10.1.07

ayşegül tatilde


fethiye'deyim..

yılbaşı patırtısından kurtulmak için her sene düşünüp anca iki üç yılda bir yapabildiğimi yapıp buralara geldim. istanbul bütün ateşiyle çağırsa da, geldiğim anda aldığım derin nefesi kaybetmek istemediğim için de uzatıyorum işte böyle..

hem sessizlik sevip hem de istanbul'un göbeğinde yaşamak gibi bir çelişkiyi barındırıyor bu bünye, arada bu fok delikleri olmasa, zor.. ayak bastığım anda hissettiğim şu oluyor, istanbul dışı her yere: kendi ayak sesini duyuyor insan buralarda, ki herkese lazım. hem kendininkini, hem diğerlerini duymak. topuk takırtısı değil, ayağın toprağa değme fısıltısı.. izinin ve sesinin ayırdına varma güzelliği..

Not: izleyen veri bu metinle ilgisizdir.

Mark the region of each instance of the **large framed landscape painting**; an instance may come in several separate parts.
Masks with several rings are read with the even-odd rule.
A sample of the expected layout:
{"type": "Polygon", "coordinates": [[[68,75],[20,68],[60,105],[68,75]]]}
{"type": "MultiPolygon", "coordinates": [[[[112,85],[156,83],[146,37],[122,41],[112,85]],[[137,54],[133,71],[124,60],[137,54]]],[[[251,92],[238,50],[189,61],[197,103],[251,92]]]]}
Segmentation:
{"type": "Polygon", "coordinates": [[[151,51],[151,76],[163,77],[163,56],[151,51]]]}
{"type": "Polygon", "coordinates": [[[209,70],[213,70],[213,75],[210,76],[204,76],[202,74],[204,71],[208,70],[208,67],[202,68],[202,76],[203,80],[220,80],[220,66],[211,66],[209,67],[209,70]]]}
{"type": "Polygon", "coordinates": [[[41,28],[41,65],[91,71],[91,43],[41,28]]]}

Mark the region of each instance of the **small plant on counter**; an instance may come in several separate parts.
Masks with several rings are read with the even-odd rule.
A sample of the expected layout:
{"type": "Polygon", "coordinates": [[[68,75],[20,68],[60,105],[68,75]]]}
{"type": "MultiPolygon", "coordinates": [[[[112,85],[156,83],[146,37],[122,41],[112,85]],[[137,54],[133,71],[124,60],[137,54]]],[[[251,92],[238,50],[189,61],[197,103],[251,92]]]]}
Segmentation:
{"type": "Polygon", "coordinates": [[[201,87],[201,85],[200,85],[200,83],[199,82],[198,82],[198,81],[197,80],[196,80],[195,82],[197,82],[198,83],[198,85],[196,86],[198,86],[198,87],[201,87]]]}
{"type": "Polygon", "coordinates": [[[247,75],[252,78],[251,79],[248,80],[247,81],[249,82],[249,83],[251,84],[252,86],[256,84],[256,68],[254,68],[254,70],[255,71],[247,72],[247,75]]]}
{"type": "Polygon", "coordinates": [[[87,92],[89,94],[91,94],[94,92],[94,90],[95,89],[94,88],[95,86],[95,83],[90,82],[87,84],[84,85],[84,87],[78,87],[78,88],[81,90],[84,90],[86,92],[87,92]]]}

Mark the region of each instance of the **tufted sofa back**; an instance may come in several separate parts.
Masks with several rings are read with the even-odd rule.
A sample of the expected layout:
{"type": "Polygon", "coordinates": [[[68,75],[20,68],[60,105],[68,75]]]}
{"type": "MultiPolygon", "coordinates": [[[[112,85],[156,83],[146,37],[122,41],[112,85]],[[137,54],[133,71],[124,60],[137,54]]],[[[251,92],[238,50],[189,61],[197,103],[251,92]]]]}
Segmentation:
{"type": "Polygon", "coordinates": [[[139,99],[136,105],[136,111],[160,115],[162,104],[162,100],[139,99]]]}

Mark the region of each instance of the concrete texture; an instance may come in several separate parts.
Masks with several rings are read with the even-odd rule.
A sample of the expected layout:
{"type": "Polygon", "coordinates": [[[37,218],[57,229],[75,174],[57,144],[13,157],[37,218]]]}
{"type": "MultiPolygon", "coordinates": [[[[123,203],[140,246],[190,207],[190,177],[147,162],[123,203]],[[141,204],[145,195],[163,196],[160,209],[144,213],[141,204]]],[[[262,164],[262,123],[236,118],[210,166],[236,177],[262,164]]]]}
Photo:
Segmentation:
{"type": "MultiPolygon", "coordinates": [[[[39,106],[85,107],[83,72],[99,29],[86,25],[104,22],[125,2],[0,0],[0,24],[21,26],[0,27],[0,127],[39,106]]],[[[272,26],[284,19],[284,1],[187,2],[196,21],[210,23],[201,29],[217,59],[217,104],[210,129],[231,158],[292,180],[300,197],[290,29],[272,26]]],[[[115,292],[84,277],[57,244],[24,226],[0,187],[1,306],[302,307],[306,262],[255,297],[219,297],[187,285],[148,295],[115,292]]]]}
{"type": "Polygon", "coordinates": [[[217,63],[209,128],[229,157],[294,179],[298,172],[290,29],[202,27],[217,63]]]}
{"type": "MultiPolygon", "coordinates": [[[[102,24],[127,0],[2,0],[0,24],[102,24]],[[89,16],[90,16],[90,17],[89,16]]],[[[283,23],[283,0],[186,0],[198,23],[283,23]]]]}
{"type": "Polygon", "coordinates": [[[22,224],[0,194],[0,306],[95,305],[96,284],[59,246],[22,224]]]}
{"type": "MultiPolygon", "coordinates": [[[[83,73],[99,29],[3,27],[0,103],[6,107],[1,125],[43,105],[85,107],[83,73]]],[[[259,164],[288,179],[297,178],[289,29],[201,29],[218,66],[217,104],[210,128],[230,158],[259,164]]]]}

nerede yürürsen yürü, üçbuçuk tarafında dağlar da yürüyor seninle burada. bu mevsimde tepeleri karlı.. beşparmak dağları ve de babadağ, sahilde denizin sesine öyle arkadan katılıyorlar.. nasıl söylesem, pek ferah, çok güçlü, neredeyse ölümsüzlük duygusu vererek.. geri kalan buçuk denizde batıyor güneş yine bu mevsimde. yazın, adaların arkasında erken kaybolurken, şimdi yeşil ışık yayacakmış gibi dalıyor sulara.. yağmurlu bile olsa gün, son yarım saatte çıkıp bulutların takkesinin altından yapıyor yapacağını.

bir temmuz ayında şu herşeyi bildiğini ve de herkese öğretmek için saygonlular tarafından görevlendirildiğini sananlardan biriyle konuşmamızı hatırlıyorum da.. önceki kasım ayında üstelik o mevsimde denize de girmenin mutluluğuyla her gün sahilde dolanıp durmamdan sözederken, "olmaz öyle şey" deyivermişti.. "denizden batmaz güneş burada.. o kadar fark olur mu arada?" mesleki yamukluktan alabildiğine muzdarip bir öğretmendi kendisi, böyle durumlarda sözü uzatıp, öbür gezegenin eğitim görevlisi konumuna düşmemek için susmuştum. kafasını kaldırıp gökyüzüne sahiden bakan herkes güneşin yıl boyu nasıl bir yol aldığını görür oysa, kitaplara ve de "şart, şart, eğitim şart" a filan gerek duymadan..
***
arada akşamları sohbet eşliğinde ortasında yanan ateşe bakarak demlenilen bir meyhanede, bütün gün sadece bira içip oturan bir alman var. türk karısı ölüp mal mülk de elden gidince böyle bir meczup hayata girmiş. verilirse yiyor, laf atılırsa konuşuyor. dünyanın her köşesinde benzerlerinin ne kadar çok olduğunu bile bile, benim gözüm ona takılıyor, hayat üzerine fazla düşünmemeye çalışıyorum.
***
ateşe bakıyorum, korların arasındaki mağaralarda gezintiye çıkıyorum..
güneşe, ateşe, suya tapınmanın nasıl kaçınılmaz olduğunu bir kez daha ciğerimden anlıyorum.

3 yorum:

Hakan Uygun dedi ki...

iyi tatiller. insan kendine arada böyle güzellikler yapmalı di mi cevat abi? evet evet!

devin dedi ki...

Güzeldir Fethiyemiz, Paspatur'un suyunu içen bir daha ayrılamaz buralardan derler :)

Adsız dedi ki...

iyi sessizlikler :) Tadini cikar ve icinde tut.